Si l’on excepte les « privilégiés » du travail, ceux qui s’épanouissent complètement dans leur tâche ou activité, comme les professeurs d’université, les chercheurs ou les artistes, la plupart des Français n’ont pas cette chance et aspirent donc légitimement à travailler moins longtemps. Car beaucoup de métiers sont usants, comme agent soignant, professeur du secondaire, conducteurs divers des transports en commun, chauffeur poids-lourd, salarié du bâtiment (maçon en tête ou couvreur), agent des forces de l’ordre et de sécurité (policier, gendarme, pompier), et tant d’autres que je ne saurais citer ici. Bien avant 60 ans, à 50 ans déjà, les signes d’usure apparaissent chez les titulaires de ces métiers pénibles. Quoi de plus naturel dans ces (inconfortables) conditions que de vouloir travailler moins longtemps ! Les régimes spéciaux n’ont-ils pas été inventés pour tenir compte de ces spécificités professionnelles en permettant aux travailleurs usés de partir plus tôt en retraite ?

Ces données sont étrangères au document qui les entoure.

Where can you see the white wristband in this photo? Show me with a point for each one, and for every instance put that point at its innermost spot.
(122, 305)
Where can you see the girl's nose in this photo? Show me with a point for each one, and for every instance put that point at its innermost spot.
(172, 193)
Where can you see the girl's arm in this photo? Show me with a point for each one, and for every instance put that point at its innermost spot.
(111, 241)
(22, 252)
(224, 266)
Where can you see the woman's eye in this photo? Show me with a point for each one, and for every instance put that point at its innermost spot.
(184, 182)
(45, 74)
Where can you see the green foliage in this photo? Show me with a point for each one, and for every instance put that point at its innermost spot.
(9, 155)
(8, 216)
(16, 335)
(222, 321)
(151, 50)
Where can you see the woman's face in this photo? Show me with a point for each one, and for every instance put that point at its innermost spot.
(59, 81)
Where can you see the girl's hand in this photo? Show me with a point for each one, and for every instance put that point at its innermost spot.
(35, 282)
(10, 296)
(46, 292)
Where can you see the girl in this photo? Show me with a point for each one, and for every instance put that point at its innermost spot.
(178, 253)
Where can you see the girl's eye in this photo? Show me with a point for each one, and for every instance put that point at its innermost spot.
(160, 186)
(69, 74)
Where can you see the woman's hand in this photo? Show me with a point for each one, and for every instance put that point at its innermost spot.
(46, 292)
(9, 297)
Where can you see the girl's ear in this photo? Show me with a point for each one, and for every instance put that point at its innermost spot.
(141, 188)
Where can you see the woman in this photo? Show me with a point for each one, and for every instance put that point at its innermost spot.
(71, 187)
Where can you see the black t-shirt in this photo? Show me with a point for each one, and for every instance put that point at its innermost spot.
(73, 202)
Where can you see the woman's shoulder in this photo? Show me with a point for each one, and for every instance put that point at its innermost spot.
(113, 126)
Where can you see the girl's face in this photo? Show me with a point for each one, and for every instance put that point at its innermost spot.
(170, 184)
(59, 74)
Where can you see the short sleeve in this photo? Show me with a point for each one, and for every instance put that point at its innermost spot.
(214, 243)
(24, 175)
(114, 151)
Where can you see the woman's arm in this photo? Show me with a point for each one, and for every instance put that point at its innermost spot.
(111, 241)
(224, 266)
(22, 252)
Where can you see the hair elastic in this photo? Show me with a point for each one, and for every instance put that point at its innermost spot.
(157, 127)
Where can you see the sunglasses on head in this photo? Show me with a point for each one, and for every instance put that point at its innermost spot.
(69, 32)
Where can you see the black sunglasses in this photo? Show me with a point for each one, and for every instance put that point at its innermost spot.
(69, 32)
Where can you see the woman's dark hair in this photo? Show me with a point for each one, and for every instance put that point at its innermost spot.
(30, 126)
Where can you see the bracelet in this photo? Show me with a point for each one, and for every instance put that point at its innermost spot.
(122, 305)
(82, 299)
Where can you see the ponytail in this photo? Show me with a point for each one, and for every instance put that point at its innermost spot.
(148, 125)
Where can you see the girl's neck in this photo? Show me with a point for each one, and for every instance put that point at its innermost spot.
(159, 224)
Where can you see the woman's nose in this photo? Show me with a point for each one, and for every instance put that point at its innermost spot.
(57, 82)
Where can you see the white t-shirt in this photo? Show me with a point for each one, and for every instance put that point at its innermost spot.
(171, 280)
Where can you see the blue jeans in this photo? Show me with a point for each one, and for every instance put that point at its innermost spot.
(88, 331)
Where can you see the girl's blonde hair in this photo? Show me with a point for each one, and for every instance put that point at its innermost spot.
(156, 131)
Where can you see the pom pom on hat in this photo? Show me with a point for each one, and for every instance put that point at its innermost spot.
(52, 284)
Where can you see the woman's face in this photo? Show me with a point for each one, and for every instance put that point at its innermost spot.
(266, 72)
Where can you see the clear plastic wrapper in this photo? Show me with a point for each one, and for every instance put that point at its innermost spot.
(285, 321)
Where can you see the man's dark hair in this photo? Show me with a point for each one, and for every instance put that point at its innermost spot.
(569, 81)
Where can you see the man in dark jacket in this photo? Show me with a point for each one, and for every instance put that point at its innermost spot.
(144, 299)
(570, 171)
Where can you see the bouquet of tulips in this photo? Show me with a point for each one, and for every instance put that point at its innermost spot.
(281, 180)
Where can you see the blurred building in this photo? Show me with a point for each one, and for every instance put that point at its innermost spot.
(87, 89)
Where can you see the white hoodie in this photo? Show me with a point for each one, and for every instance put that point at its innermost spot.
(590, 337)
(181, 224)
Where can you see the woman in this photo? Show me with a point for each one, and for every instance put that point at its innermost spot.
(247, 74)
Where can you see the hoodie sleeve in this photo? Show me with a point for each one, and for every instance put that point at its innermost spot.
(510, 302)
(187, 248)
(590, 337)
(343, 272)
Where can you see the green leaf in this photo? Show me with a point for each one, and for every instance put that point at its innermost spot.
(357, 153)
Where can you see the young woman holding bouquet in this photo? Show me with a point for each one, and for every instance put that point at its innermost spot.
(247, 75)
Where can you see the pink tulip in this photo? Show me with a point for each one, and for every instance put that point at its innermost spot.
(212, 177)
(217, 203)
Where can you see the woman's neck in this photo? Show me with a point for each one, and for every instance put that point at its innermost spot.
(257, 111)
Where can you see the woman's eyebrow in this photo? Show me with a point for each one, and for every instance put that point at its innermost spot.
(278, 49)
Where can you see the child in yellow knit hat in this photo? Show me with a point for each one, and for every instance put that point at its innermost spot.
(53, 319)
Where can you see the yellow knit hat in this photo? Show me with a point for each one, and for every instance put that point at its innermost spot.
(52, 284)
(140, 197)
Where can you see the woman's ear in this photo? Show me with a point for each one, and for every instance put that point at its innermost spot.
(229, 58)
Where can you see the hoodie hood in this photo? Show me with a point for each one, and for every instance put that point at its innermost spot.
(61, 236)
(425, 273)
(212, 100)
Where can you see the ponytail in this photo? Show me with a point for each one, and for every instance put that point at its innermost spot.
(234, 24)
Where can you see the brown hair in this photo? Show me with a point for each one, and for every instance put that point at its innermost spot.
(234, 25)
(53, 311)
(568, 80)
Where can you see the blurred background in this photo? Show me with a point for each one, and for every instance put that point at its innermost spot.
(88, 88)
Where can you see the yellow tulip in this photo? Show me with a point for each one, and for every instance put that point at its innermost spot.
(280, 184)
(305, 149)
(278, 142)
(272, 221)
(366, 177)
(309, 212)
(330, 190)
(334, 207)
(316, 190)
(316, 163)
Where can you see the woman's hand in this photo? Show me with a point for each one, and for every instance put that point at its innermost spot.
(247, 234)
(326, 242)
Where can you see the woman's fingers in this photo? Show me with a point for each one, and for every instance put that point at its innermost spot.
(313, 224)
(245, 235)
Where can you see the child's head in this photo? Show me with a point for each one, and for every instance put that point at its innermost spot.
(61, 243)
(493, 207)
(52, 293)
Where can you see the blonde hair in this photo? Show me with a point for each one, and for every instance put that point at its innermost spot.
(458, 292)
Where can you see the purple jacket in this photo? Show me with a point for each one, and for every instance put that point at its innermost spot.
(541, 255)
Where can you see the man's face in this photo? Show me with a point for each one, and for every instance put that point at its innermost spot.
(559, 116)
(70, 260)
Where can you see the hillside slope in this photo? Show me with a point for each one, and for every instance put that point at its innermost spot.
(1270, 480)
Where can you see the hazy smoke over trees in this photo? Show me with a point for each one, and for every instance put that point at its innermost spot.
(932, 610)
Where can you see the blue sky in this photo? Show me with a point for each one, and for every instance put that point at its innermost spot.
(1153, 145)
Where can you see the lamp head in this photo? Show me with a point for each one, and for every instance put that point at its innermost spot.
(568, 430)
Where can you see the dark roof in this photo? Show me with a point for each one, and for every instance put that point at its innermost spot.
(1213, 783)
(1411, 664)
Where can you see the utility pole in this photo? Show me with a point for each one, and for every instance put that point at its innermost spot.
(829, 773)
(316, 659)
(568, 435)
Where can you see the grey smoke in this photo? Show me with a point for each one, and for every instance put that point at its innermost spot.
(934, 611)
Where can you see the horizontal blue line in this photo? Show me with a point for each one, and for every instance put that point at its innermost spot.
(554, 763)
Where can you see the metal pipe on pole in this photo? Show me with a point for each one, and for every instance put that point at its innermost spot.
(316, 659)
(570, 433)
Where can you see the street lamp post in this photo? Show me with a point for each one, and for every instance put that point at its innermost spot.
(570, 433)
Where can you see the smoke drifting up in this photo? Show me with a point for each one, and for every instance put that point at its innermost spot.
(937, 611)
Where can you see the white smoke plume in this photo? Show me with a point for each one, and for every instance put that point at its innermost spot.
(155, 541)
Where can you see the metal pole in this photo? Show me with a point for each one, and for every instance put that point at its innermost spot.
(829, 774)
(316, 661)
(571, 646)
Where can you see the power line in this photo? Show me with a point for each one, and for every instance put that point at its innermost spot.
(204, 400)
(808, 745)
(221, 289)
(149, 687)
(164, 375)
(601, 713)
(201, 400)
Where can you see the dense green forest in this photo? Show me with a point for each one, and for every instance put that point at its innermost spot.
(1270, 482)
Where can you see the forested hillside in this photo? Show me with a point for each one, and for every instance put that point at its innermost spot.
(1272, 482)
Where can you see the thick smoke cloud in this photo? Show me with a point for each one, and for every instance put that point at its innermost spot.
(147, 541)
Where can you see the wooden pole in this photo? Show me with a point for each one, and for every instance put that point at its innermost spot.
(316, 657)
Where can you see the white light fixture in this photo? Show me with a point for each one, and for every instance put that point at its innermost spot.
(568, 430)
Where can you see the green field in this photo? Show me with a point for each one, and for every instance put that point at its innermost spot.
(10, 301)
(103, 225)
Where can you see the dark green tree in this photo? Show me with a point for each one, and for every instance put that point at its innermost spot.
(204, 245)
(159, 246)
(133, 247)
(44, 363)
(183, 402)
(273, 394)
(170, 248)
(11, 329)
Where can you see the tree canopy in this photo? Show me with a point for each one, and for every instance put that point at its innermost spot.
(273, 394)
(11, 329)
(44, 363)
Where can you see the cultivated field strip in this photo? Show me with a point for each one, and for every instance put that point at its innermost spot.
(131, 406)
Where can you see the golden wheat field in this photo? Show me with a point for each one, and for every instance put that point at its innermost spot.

Vouloir travailler moins longtemps, si légitime que soit l’idée, est quelque chose dont l’actuel pouvoir ne veut pas entendre parler. Or, sachez-le M. Darmanin, vouloir travailler moins longtemps ne signifie pas ne pas vouloir travailler. Sauf rares exceptions, on n’est pas chômeur de gaieté de cœur.
Les Français veulent juste travailler un temps raisonnable et pour beaucoup 60 ans apparaît comme un âge d’arrêt du travail raisonnable. Ils veulent aussi travailler mieux, avoir de meilleures conditions de travail, qui soient moins éreintantes, moins dégradantes.
Enfin, les Français – jeunes en tête – veulent mieux pouvoir concilier vie professionnelle, vie familiale et privée, vie récréative et créative. Car, en l’espace de cinq ou six décennies, le rapport au travail a changé. En parlant de « civilisation des loisirs », en 1964, le sociologue Joffre Dumazedier pointait déjà cette caractéristique essentielle des sociétés modernes, qui sont à la fois « société de travail » et « monde des loisirs ». Impossible de dissocier ces deux traits de nos sociétés qui sont aussi, par ailleurs, « sociétés d’individus », où chacun cherche la réalisation de soi par des moyens dont une part seulement relève du monde du travail classique.
Si l’on en croit toujours M. Darmanin, la gauche – au contraire de la droite – n’aimerait pas le travail, lui préférant la paresse. C’est une accusation grotesque. Qu’ils soient communistes, socialistes, insoumis, écologistes, les hommes et femmes de gauche ont toujours défendu le travail, mais il est vrai, une conception particulière du travail. Les gens de gauche, et les progressistes en général, n’aiment ni le travail d’exploitation ni le travail mal rémunéré ni les conditions de travail dégradantes voire inhumaines.
Pour le reste, sauf pour les métiers « privilégiés » évoqués plus haut, la représentation du travail a changé.
L’on veut moins de hiérarchie et plus de responsabilités partagées, plus de concertations collectives et moins de décisions personnelles.
Le travail enfin n’est plus une fin en soi, mais un moyen, celui avant tout de gagner sa vie mais aussi une occasion d’épanouissement (difficile cependant quand on sait que le « travail » vient du mot latin « tripalium » qui signifie instrument de torture) et une possibilité de sociabilité (avec le plaisir de travailler en groupe, en équipe).
Sauf rares exceptions encore, on ne travaille pas pour travailler mais pour obtenir les revenus permettant de vivre, ne pas rester dans l’oisiveté, mère de toutes les pathologies.
Enfin, sans rentrer à nouveau dans le débat sur la réforme des retraites, l’on peut tout de même penser que cette réforme est à la fois inopportune et inutile. Inopportune parce que l’équilibre de notre régime est globalement assuré jusqu’en 2030 (le dernier rapport du Conseil d’orientation des retraites ne dit pas autre chose), qu’il n’y avait donc pas d’urgence à agir. Inopportune car dans un tel contexte de crise, de hausse des prix tous azimut (énergie, alimentation, transports, etc.), demander aux Français de travailler plus longtemps est tout simplement une bêtise politique.